It depends on the type of distribution. You can try transformation techniques (square roots, logarithm, etc). It depends on what distribution you have. If it is close to a uniform one - try square roots. If it is skewed, try a logarithm.
If a method is indicating the data is not normal, some researchers might use other methods to re-assess the normality of the data in order to qualify them as normally distributed e.g. histogram, stem & leaf plot, boxplot, normal probability plot, detrended normal plot, skewness & kurtosis etc. beside Kolmogorov-Smirnov & Shapiro-Wilk statistics.
If all the above methods indicating the data are still not normal, perhaps you can use non-parametric statistics / tests.
Normally distributed data is a commonly misunderstood concept in Six Sigma. Some people believe that all data collected and used for analysis must be distributed normally. But normal distribution does not happen as often as people think, and it is not a main objective. Normal distribution is a means to an end, not the end itself.
Normally distributed data is needed to use a number of statistical tools, such as individuals control charts, Cp/Cpk analysis, t-tests and the analysis of variance (ANOVA). If a practitioner is not using such a specific tool, however, it is not important whether data is distributed normally. The distribution becomes an issue only when practitioners reach a point in a project where they want to use a statistical tool that requires normally distributed data and they do not have it.
Also you should know the reason behind the non-normality of data :
When data is not normally distributed, the cause for non-normality should be determined and appropriate remedial actions should be taken. There are six reasons that are frequently to blame for non-normality.
Reason 1: Extreme Values
Too many extreme values in a data set will result in a skewed distribution. Normality of data can be achieved by cleaning the data.

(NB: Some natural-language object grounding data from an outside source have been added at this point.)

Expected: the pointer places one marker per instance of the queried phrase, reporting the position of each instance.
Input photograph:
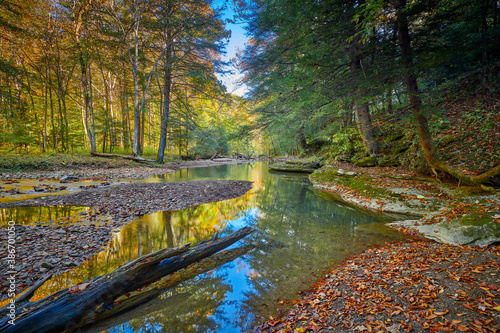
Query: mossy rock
(481, 229)
(292, 167)
(344, 158)
(366, 162)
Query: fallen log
(146, 300)
(73, 308)
(238, 155)
(127, 157)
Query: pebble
(61, 247)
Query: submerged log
(82, 305)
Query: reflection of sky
(237, 41)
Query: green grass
(54, 161)
(359, 183)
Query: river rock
(47, 265)
(366, 162)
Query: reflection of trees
(300, 231)
(189, 308)
(301, 235)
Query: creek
(300, 233)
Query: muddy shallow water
(300, 232)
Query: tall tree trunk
(361, 108)
(84, 67)
(167, 86)
(416, 104)
(137, 110)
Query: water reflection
(40, 215)
(300, 231)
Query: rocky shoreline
(420, 286)
(46, 247)
(418, 201)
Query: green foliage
(207, 142)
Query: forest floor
(113, 202)
(418, 286)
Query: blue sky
(237, 41)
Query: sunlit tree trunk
(167, 86)
(361, 108)
(416, 104)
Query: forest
(363, 161)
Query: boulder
(366, 162)
(481, 229)
(293, 166)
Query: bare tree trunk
(361, 109)
(167, 86)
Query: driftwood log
(85, 304)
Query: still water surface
(300, 231)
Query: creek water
(300, 233)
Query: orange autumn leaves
(403, 287)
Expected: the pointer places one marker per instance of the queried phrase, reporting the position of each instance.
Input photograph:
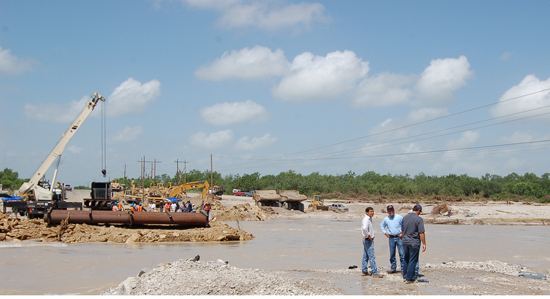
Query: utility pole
(211, 177)
(185, 171)
(178, 171)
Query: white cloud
(414, 117)
(74, 149)
(213, 141)
(383, 90)
(127, 134)
(505, 56)
(440, 78)
(234, 113)
(56, 113)
(246, 64)
(267, 15)
(517, 99)
(254, 144)
(132, 97)
(467, 138)
(517, 137)
(11, 65)
(317, 77)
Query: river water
(34, 268)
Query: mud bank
(188, 277)
(12, 228)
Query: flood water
(281, 244)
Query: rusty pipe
(125, 217)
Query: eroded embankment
(12, 228)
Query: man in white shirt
(368, 244)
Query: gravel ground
(187, 277)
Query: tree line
(370, 183)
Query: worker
(189, 208)
(207, 209)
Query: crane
(32, 190)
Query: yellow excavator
(318, 203)
(191, 185)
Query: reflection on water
(280, 244)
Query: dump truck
(318, 203)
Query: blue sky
(271, 86)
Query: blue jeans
(412, 253)
(368, 256)
(396, 242)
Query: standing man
(393, 224)
(413, 237)
(368, 244)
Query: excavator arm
(191, 185)
(32, 185)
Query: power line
(404, 127)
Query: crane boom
(32, 184)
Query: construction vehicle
(175, 192)
(39, 195)
(101, 196)
(318, 203)
(217, 190)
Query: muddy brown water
(34, 268)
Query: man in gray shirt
(413, 237)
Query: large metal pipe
(126, 217)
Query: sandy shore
(188, 277)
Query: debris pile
(240, 212)
(24, 229)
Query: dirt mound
(24, 229)
(292, 195)
(268, 194)
(440, 208)
(240, 212)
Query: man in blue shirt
(391, 227)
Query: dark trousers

This involves determining measurement errors, data-entry errors and outliers, and removing them from the data for valid reasons.
It is important that outliers are identified as truly special causes before they are eliminated. Never forget: The nature of normally distributed data is that a small percentage of extreme values can be expected; not every outlier is caused by a special reason. Extreme values should only be explained and removed from the data if there are more of them than expected under normal conditions.
Reason 2: Overlap of Two or More Processes
Data may not be normally distributed because it actually comes from more than one process, operator or shift, or from a process that frequently shifts. If two or more data sets that would be normally distributed on their own are overlapped, data may look bimodal or multimodal – it will have two or more most-frequent values.
The remedial action for these situations is to determine which X’s cause bimodal or multimodal distribution and then stratify the data. The data should be checked again for normality and afterward the stratified processes can be worked with separately.
My answer is, try to determine what the distribution is, and then you can begin to analyze the data.
As many esteemed colleagues have indicated, a normal distribution should not be assumed to apply to everything! Even if the distribution does not appear to be normal, there may be some other standard distribution that more closely applies. Such as, perhaps, Poisson.
You might try fitting several different types of distributions with your raw data, and then calculate how far off each one is, to your raw data.
Take at look at this article. It addresses exactly your question.
I endorse the argument of Waldemar Koczkodaj. If after certain test as mentioned by many scholars, still your data is not normal or in other words not normally distributed, it doesn't mean we get rid of data or try to transform it through whatever logs, algorithms or square roots, rather use non-parametric test. We don't know, it might be that such data is actually predicting more comprehensively.